According to the shaft joint structure of the present invention, the thickness of the uneven portion formed on at least one of the pair of rotating elements meshing with each other in the radial direction is set to be thick, so that the rigidity of the uneven portion is increased. Can be improved.

When the thickness of the uneven portion is set to be thick by bending the peripheral edge of the uneven portion radially outward or radially inward, the weight increase of one rotating element is minimized. It is possible to improve the rigidity of the uneven portion in the state of being suppressed to the limit.

[Brief description of drawings]

FIG. 1 is a skeleton diagram showing a power transmission mechanism of an embodiment in which a shaft coupling structure according to the present invention is applied to a connecting portion between a reverse clutch drum and a connecting shell of an automatic transmission having four forward gears and one reverse gear.

2 is a cutaway sectional view of a connecting portion between a reverse clutch drum and a connecting shell in the automatic transmission shown in FIG.

FIG. 3 is a cutaway perspective view of a state in which a reverse clutch drum and a connection shell are extracted and disassembled.

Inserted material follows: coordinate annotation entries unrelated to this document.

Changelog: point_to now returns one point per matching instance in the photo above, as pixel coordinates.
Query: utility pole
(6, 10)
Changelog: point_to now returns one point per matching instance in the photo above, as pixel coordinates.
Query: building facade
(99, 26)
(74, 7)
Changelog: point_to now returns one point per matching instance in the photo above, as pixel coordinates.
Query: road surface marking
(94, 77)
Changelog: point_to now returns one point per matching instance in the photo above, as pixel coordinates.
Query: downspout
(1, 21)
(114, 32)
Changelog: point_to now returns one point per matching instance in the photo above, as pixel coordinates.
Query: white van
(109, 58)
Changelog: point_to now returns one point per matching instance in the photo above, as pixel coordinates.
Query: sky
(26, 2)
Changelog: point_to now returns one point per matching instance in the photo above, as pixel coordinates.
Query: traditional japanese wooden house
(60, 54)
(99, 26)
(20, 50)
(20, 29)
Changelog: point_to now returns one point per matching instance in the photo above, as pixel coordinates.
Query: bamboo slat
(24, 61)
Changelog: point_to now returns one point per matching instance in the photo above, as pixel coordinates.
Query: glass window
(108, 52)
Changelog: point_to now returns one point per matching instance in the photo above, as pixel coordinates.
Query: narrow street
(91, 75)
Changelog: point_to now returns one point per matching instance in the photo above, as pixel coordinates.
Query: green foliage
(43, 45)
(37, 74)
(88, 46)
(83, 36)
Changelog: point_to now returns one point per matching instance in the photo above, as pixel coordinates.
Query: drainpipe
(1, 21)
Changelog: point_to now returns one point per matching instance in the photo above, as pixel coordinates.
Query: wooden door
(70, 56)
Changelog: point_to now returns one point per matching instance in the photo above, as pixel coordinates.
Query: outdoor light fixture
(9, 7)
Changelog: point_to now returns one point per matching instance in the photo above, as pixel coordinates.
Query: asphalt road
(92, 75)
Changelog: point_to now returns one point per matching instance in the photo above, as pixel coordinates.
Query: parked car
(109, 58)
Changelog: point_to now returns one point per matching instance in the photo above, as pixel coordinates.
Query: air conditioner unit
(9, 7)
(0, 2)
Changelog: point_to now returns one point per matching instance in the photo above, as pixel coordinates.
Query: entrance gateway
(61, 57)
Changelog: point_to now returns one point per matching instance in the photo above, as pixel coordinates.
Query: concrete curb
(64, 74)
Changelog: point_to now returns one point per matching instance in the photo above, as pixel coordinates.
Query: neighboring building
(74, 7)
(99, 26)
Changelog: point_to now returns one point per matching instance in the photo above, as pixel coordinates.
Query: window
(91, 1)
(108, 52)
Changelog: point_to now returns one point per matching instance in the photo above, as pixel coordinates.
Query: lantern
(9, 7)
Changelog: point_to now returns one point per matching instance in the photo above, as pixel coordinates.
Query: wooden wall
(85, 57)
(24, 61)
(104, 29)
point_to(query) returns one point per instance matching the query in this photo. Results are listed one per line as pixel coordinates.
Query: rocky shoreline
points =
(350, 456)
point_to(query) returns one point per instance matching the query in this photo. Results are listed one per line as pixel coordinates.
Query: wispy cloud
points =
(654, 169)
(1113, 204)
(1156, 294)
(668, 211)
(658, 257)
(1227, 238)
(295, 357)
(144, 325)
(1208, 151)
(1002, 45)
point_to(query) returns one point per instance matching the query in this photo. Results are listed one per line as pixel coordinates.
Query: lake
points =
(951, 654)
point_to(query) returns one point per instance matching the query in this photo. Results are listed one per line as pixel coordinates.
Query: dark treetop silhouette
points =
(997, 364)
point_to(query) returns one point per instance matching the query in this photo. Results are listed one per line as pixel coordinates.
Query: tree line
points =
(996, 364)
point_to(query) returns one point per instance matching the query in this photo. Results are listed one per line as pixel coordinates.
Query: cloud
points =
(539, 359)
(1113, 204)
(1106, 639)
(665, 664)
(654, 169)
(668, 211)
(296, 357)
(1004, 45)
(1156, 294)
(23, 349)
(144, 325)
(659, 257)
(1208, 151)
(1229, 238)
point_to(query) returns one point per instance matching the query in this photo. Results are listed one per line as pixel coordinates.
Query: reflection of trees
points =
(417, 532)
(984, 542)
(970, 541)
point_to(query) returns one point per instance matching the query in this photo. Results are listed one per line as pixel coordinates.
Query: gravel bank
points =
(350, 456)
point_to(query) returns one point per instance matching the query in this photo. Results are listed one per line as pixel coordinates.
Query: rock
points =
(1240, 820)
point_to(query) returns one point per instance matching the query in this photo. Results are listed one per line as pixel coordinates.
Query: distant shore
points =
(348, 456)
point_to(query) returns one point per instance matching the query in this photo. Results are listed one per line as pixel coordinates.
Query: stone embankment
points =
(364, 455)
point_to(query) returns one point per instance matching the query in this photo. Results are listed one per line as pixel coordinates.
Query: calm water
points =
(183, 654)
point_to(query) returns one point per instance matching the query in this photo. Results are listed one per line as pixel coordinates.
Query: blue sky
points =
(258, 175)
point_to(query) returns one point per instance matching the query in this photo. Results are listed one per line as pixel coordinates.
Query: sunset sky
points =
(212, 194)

FIG. 4 is a cutaway perspective view showing the structure of another embodiment of the reverse clutch drum.

[Explanation of symbols]

 11 torque converter 12 impeller 13 turbine 14 stator 15 one-way clutch 16 transmission case 17 input shaft 18 reverse clutch 19 low-speed clutch 20 high-speed clutch 21 band brake 22 low-speed / reverse brake 23 one-way clutch 24 planetary gear mechanism 25 output gear 26 in Tooth gear 27 Front planetary gear 28 Rear planetary gear 29 Rear sun gear 30 Front sun gear 31 Carrier 32 Retracting clutch drum 33 Connection shell 34 Oil pump 35 Pump cover cylinder 36 Boss 37 Recess 38 Convex 39 Outer edge 40 Bottom wall 41 Recess 42 Convex 43, 44 Side wall 45 Recessed portion 46 Convex portion 47 Side wall 48 Bottom wall

Claims (2)

[Claims] 1. A concavo-convex portion formed along the circumferential direction on one end surface of one rotating element whose one end side has a tubular shape, and formed along the circumferential direction of the other rotating element by engaging the concavo-convex portion. In a shaft coupling structure in which a rotating portion is meshed with the formed uneven portion and a rotational force is transmitted between these two rotating elements, the thickness of the uneven portion along the radial direction of at least one of the rotating elements is set thick. A shaft joint structure characterized by the above. 2. The shaft joint structure according to claim 1, wherein a peripheral edge of the uneven portion is bent radially outward or radially inward.